Department of Plant Pathology and Crop Physiology, Louisiana Agricultural Experiment Station, Louisiana State University Agricultural Center, Baton Rouge 70803
University of Arkansas, Cooperative Extension Service, P.O. Box 357, Lonoke 72086
Calhoun Research Station, Louisiana Agricultural Experiment Station, Louisiana State University Agricultural Center, Calhoun 71225
Blackberry (Rubus sp.) cane samples (cultivar Navaho) showing disease symptoms were collected from a commercial grower in Texarkana, AR, and sent for diagnosis to the plant disease clinic in Lonoke in June, 1997. Cane symptoms consisted of stem cracking, tissue discoloration beneath the bark, and the presence of an orange, velvetlike growth that was identified as sporangiophores and sporangia of the parasitic green alga Cephaleuros virescens Kunze.
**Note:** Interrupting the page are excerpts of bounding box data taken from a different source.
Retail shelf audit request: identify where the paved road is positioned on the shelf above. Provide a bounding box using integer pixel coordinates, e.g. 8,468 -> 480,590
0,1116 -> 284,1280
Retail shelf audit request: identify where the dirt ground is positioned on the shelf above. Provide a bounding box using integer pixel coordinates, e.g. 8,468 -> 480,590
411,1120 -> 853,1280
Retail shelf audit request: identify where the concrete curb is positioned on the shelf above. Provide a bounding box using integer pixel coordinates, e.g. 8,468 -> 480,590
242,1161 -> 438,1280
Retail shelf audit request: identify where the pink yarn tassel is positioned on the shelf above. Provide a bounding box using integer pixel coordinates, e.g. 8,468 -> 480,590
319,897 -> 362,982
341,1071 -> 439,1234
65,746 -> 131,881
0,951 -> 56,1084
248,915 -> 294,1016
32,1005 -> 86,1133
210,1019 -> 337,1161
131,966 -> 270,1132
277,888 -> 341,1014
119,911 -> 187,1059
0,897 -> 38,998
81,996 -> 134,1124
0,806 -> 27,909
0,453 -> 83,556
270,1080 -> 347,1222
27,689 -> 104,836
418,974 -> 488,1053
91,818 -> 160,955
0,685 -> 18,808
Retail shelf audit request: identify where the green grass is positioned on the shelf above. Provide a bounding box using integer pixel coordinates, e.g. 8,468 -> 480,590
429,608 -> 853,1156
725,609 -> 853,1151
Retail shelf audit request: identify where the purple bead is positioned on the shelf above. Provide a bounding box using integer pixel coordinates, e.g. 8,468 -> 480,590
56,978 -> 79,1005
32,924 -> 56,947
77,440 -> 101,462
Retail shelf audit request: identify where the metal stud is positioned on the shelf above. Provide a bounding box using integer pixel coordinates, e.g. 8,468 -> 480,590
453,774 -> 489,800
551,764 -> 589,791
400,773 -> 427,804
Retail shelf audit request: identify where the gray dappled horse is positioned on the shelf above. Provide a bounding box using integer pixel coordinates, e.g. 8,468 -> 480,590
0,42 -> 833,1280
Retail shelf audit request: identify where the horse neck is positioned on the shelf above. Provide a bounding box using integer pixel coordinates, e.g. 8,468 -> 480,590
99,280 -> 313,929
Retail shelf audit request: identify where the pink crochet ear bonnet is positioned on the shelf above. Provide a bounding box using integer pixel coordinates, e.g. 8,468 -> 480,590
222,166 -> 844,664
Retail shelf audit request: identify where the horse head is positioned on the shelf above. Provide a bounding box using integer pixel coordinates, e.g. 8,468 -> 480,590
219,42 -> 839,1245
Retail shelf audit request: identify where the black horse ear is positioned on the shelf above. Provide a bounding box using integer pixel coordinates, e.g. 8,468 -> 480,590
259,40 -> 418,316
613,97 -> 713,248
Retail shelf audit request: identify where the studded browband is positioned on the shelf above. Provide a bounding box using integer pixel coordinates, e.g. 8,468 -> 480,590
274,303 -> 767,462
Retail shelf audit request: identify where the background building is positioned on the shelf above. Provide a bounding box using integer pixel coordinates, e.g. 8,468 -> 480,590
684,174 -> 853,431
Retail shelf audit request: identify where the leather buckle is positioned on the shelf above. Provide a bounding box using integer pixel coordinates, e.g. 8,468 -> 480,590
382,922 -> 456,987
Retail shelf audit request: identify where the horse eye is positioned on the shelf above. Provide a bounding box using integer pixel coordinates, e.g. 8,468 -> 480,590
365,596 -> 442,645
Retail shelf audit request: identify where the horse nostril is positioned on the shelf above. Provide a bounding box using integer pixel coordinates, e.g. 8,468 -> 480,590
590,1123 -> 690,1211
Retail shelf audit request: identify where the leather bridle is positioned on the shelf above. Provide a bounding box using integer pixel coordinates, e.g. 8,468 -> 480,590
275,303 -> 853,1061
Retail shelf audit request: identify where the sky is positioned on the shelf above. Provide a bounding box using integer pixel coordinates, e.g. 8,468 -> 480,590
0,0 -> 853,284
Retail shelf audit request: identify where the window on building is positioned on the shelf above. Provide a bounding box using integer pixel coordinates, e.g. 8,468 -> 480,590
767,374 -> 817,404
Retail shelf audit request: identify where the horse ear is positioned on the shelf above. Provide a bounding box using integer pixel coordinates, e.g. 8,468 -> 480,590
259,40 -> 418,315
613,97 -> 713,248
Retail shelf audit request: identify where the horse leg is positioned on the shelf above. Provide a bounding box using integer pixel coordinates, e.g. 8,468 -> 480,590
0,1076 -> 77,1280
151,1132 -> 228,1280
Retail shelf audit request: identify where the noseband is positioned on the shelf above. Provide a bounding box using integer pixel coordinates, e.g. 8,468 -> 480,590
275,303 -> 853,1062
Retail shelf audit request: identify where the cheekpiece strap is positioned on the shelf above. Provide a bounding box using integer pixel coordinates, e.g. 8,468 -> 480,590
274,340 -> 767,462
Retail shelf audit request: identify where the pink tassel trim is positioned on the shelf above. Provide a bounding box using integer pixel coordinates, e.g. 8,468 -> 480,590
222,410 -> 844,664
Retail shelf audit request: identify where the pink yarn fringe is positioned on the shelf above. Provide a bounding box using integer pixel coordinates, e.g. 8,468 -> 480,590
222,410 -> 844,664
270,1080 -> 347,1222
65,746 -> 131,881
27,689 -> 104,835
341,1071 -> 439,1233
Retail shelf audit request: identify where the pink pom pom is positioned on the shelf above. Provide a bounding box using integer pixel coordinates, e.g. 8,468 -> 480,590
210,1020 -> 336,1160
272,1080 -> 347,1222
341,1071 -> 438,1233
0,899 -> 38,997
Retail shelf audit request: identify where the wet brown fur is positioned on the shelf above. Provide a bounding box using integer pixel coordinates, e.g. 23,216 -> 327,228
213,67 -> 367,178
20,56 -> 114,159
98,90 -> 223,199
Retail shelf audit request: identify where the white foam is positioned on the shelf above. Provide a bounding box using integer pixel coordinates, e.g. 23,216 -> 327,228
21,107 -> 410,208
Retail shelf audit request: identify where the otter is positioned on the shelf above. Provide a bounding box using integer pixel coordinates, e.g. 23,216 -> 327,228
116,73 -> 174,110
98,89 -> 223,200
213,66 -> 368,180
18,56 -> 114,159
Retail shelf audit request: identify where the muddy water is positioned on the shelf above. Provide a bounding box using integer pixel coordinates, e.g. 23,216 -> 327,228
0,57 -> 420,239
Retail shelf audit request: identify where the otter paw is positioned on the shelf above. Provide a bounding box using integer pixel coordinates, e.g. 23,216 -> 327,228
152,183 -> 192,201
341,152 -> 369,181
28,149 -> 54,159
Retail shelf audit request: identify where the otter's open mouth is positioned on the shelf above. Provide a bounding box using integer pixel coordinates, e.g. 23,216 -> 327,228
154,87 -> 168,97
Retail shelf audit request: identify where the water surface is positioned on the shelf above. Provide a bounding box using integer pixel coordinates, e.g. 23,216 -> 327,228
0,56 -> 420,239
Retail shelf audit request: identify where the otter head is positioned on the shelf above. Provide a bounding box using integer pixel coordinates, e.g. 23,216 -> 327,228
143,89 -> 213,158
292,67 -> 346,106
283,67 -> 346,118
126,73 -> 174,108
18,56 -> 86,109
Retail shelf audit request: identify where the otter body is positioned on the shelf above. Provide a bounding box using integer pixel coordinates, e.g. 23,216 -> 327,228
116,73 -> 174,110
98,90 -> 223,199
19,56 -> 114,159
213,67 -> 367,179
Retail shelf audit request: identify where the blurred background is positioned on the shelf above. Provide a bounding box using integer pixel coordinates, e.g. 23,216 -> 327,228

Zoospores were released when sporangia were placed in water drops. The alga was isolated from infected canes on potato dextrose agar, but pathogenicity tests were not attempted because pathogenicity has never been demonstrated successfully, nor have zoospores been produced in culture. C. virescens also was found infecting cultivated blackberry at the Louisiana Calhoun Research Station, where it occurred more commonly on thornless than on thorned type cultivars. This parasitic alga occurs commonly along the U.S. Gulf Coast and has been recorded on 287 plant species and cultivars, including 80 that are subject to stem infections (1,2). The occurrence of C. virescens in Arkansas extends its known northernmost range from 32.5°N to 33.5°N in the U.S. This is the first report on the occurrence of C. virescens in Arkansas and the first report of its occurrence on cultivated, commercially grown blackberry.
References: (1) G. E. Holcomb. Plant Dis. 70:1080, 1986. (2) R. B. Marlatt and S. A. Alfieri, Jr. Plant Dis. 65:520, 1981.